We are ministry partners with the Evangelical Lutheran Church in America (ELCA)

Our Mission
Empowered by the Holy Spirit, we live to enrich the lives of all within our reach by sharing with them the Good News and healing power of God in Jesus Christ.
Our Vision
That all may know Jesus Christ, respond to His grace, and grow in lifelong faithfulness and service to His Word.
Our Value Statement
As members of the Body of Christ, we are passionately committed to affirming and upholding the God-given worth of each and every individual we encounter. We believe that the church’s call is to welcome and help people discover their God-given potential through a relationship with Jesus Christ. We, therefore, are committed to treating all people with dignity and respect.
Who is Jesus Christ?
Jesus is God's son, sent by God to become human like us. In his life and being he broke through the prison of sinfulness and thus restored the relationship of love and trust that God intended to exist between himself and his children. Though he is eternal, with God at the beginning of time, he was born on earth of a virgin, by the power of the Holy Spirit. Jesus was at once truly God and truly human. The man, Jesus of Nazareth, lived and died in Palestine during the governorship of the Roman administrator Pontius Pilate; we believe him to be the Messiah chosen by God to show his love for the world. He is God, yet with all the limitations of being human. His relationship to God, however, was not one of sin but rather of perfect obedience to the Father's will. For the sake of a sinful world, Jesus was condemned to death on the cross. But death could not contain him. On the third day after his execution, the day Christians observe as Easter, Jesus appeared among his followers as the risen, living Lord. By this great victory God has declared the Good News of reconciliation. The gap between all that separates us from our Creator has been bridged. Thus, Christ lives today wherever there are people who faithfully believe in him and wherever the Good News of reconciliation is preached and the Sacraments administered.
What do we believe?
We are saved by the grace of God alone — not by anything we do. Our salvation is through faith alone — we only need to believe that our sins are forgiven for Jesus Christ’s sake, who died to redeem us. Jesus is the clearest, most complete word of God to us. The Bible is “the manger in which the Word of God is laid.”
Justified
All are invited—the weak, the oppressed, the depressed, the sinners, the alienated and the outcasts. God calls infants, children, adults and elderly of all races, nations, tribes and classes. No one is excluded.
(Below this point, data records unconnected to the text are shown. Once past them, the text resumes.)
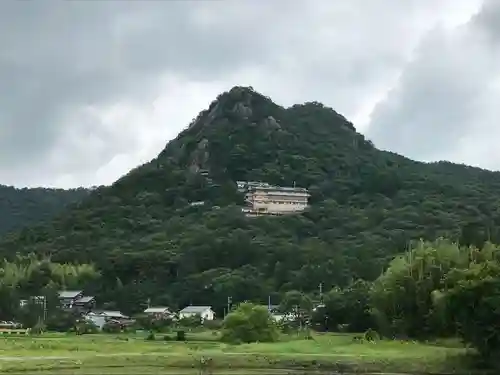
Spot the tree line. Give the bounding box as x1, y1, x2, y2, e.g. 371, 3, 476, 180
0, 239, 500, 358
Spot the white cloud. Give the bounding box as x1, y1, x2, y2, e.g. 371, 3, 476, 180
0, 0, 492, 187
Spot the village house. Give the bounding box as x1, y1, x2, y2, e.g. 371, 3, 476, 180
144, 307, 174, 319
59, 290, 96, 312
179, 306, 215, 321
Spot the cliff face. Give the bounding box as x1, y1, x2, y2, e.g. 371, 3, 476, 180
0, 87, 500, 312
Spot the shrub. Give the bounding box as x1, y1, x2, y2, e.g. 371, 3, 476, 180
176, 331, 186, 341
222, 303, 278, 343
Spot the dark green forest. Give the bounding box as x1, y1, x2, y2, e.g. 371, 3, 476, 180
0, 185, 88, 235
0, 87, 500, 358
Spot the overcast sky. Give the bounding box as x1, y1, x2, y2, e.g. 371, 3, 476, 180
0, 0, 500, 187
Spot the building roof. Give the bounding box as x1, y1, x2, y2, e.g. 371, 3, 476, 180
87, 310, 128, 318
59, 290, 83, 298
181, 306, 212, 314
144, 306, 170, 314
75, 296, 95, 303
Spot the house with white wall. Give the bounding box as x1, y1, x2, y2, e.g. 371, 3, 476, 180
179, 306, 215, 321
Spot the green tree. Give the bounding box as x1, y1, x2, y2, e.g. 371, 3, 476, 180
439, 260, 500, 362
221, 303, 278, 343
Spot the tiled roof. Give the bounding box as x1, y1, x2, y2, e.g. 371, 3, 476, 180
181, 306, 212, 314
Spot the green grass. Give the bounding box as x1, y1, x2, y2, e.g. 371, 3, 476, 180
0, 332, 480, 375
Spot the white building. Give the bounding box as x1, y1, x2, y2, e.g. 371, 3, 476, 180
237, 181, 310, 216
179, 306, 215, 321
144, 306, 174, 319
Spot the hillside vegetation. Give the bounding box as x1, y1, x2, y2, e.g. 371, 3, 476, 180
0, 87, 500, 311
0, 185, 88, 235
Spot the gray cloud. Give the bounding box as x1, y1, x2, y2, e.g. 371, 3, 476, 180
0, 0, 488, 186
368, 1, 500, 164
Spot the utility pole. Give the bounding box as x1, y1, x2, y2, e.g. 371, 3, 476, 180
43, 296, 47, 324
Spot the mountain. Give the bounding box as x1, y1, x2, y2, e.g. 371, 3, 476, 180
0, 185, 88, 235
0, 87, 500, 309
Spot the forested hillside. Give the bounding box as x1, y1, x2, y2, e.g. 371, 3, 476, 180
0, 185, 88, 235
0, 87, 500, 309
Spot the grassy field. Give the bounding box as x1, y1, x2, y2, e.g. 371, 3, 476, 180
0, 332, 480, 375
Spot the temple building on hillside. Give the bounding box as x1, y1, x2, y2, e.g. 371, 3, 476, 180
237, 181, 309, 216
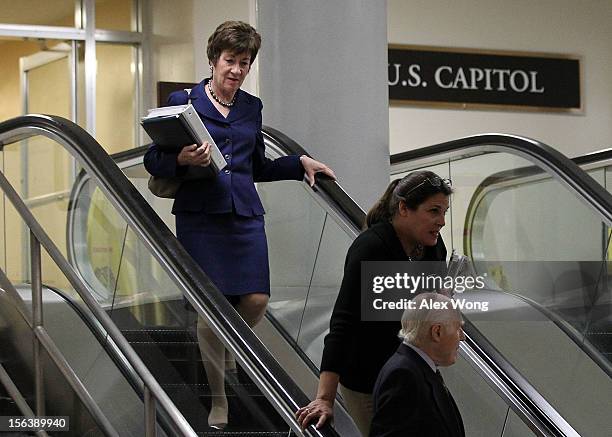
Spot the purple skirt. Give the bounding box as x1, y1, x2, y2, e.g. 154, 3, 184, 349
176, 212, 270, 296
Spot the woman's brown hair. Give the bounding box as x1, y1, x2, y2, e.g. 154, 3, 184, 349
206, 21, 261, 65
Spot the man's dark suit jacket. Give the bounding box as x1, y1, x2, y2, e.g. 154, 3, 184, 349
370, 343, 465, 437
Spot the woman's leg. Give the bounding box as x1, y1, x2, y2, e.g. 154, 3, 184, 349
198, 317, 227, 429
198, 293, 270, 428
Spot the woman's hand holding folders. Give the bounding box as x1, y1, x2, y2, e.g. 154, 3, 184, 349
176, 141, 211, 167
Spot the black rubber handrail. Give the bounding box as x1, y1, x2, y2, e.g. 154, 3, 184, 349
0, 115, 338, 436
263, 126, 365, 229
392, 134, 612, 225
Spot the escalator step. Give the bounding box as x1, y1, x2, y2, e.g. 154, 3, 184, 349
122, 327, 289, 430
0, 396, 21, 416
161, 381, 265, 398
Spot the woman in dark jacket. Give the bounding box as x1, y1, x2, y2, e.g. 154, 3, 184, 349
296, 171, 452, 435
144, 21, 335, 428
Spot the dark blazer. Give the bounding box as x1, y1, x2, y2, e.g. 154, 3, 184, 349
321, 222, 446, 393
144, 79, 304, 217
370, 343, 465, 437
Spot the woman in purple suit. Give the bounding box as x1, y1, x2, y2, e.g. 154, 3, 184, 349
144, 21, 335, 428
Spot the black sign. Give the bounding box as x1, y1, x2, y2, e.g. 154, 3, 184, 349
389, 46, 582, 111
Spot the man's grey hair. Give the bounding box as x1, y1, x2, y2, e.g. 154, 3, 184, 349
399, 293, 461, 344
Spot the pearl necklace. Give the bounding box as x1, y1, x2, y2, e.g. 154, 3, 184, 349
208, 81, 236, 108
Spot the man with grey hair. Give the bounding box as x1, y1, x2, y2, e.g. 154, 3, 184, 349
370, 293, 465, 437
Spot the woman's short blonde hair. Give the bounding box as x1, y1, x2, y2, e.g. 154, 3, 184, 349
206, 21, 261, 65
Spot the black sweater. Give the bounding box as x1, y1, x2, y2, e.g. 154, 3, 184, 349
321, 222, 446, 393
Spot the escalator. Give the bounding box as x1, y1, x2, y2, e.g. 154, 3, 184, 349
392, 136, 612, 435
0, 118, 612, 436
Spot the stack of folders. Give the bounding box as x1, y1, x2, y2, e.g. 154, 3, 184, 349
140, 105, 227, 179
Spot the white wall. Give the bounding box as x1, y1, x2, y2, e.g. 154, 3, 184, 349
387, 0, 612, 156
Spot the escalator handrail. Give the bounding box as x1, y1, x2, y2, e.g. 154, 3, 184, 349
392, 134, 612, 225
452, 149, 612, 378
113, 126, 576, 435
263, 126, 365, 229
0, 114, 337, 436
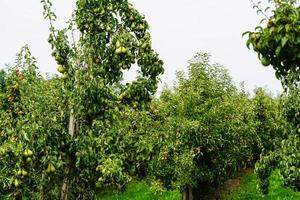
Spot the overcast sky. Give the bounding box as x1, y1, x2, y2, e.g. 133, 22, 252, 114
0, 0, 281, 94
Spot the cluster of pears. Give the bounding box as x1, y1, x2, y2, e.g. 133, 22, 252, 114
57, 65, 68, 79
14, 169, 28, 187
23, 149, 33, 162
115, 40, 128, 54
46, 163, 56, 174
14, 149, 33, 187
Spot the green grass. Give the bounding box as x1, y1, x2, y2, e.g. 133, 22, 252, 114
97, 182, 181, 200
224, 171, 300, 200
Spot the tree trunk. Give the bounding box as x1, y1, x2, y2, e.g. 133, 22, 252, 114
189, 188, 194, 200
182, 190, 189, 200
60, 109, 76, 200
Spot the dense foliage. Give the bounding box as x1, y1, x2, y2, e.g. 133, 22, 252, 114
246, 0, 300, 85
0, 0, 163, 199
0, 0, 300, 200
247, 0, 300, 194
141, 53, 285, 199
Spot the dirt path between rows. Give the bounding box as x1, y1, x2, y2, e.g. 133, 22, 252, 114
209, 168, 253, 200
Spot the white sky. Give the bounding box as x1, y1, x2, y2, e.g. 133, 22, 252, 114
0, 0, 281, 94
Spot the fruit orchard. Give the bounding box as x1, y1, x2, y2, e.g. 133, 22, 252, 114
0, 0, 300, 200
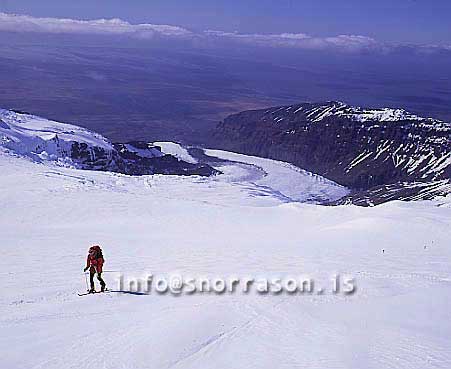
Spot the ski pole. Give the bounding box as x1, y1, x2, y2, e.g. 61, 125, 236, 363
83, 273, 89, 291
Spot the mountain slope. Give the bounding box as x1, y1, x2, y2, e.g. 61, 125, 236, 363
0, 144, 451, 369
0, 109, 216, 176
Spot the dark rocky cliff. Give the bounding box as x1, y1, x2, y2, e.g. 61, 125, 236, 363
214, 102, 451, 204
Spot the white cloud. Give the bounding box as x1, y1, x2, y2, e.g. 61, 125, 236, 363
0, 13, 192, 38
205, 31, 383, 51
0, 13, 451, 52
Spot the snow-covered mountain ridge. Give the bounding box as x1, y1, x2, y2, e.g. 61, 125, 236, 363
0, 109, 215, 175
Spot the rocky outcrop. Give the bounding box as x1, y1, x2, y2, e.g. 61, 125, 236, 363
214, 102, 451, 201
0, 109, 217, 176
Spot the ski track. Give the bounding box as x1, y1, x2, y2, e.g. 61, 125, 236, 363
0, 148, 451, 369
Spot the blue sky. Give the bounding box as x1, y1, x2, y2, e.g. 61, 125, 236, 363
0, 0, 451, 44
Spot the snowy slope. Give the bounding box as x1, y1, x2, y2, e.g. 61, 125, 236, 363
0, 147, 451, 369
204, 149, 349, 203
0, 109, 113, 162
154, 141, 197, 164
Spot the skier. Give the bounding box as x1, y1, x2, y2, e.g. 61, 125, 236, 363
84, 245, 106, 293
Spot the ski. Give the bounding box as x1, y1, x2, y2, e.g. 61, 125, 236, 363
77, 290, 111, 296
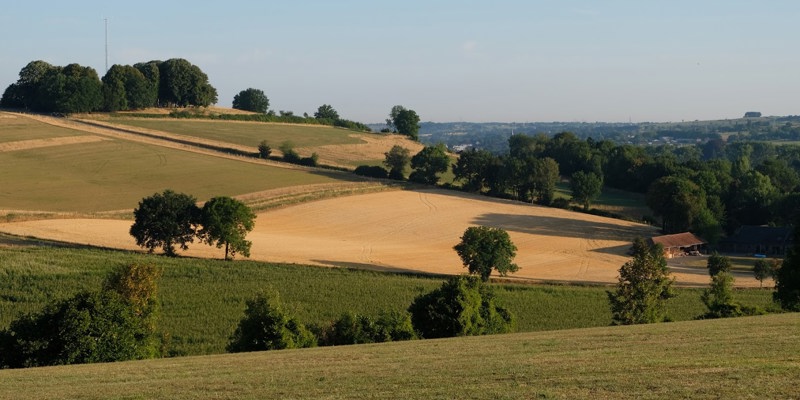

This is God’s righteousness, His justice. This is JUSTIFICATION!
By Grace
The church lives as the family which has received the gift of a new age—forgiveness, reconciliation, liberation—and has been sent to proclaim the new age in word and deed.. We, the church, do not deserve this. Our inclusion is a gift of God. This is GRACE!
Through Faith
Faith is the trusting, obedient YES of the heart which enables us to enter and live in the family of God in which we receive and share the gifts of the kingdom. We stand in awe and wonder realizing that even our trusting in God is entirely the work of the Holy spirit. Therefore, even our FAITH is a gift!
How do we see the Bible?
To borrow a phrase from Martin Luther, the Bible is "the manger in which the Word of God is laid." While we recognize differences in the way the Bible should be studied and interpreted, it is accepted as the primary and authoritative witness to the church's faith. Written and transcribed by many authors over a period of many centuries, the Bible bears remarkable testimony to the mighty acts of God in the lives of people and nations. In the Old Testament is found the vivid account of God's covenant relationship to Israel. In the New Testament is found the story of God's new covenant with all of creation in Jesus. The New Testament is the first-hand proclamation of those who lived through the events of Jesus' life, death, and Resurrection. As such, it is the authority for Christian faith and practice. The Bible is thus not a definitive record of history or science. Rather, it is the record of the drama of God's saving care for creation throughout the course of history.
What we believe about creation?
We believe that God is Creator of the universe. Its dimensions of space and time are not something God made once and then left alone. God is, rather, continually creating, calling into being each moment of each day. Human beings have a unique position in the order of creation. As males and females created in God's image, we are given the capacity and freedom to know and respond to our creator. Freedom implies that we can choose to respond to God either positively or negatively.
Where do we stand on the question of sin?
We believe that all people live in a condition which is the result of misused freedom. "Sin" describes not so much individual acts of wrongdoing as fractured relationships between the people of creation and God. Our every attempt to please God falls short of the mark. By the standard of the Law, of which the Ten Commandments are a classic summary, God expresses his just and loving expectations for creation, and our failure to live up to those expectations reveals only our need for God's mercy and forgiveness.
Do we believe in life After death?
While there is much we do not and cannot know about life beyond the grave, we do believe that life with God persists even after death. Judgment is both a present and future reality, and history moves steadily towards God's ultimate fulfillment. This of course is a great mystery, and no description of what life may be like in any dimension beyond history is possible. Anxiety for the future is not a mark of faith. Christians should go about their daily tasks, trusting in God's grace and living a life of service in his name.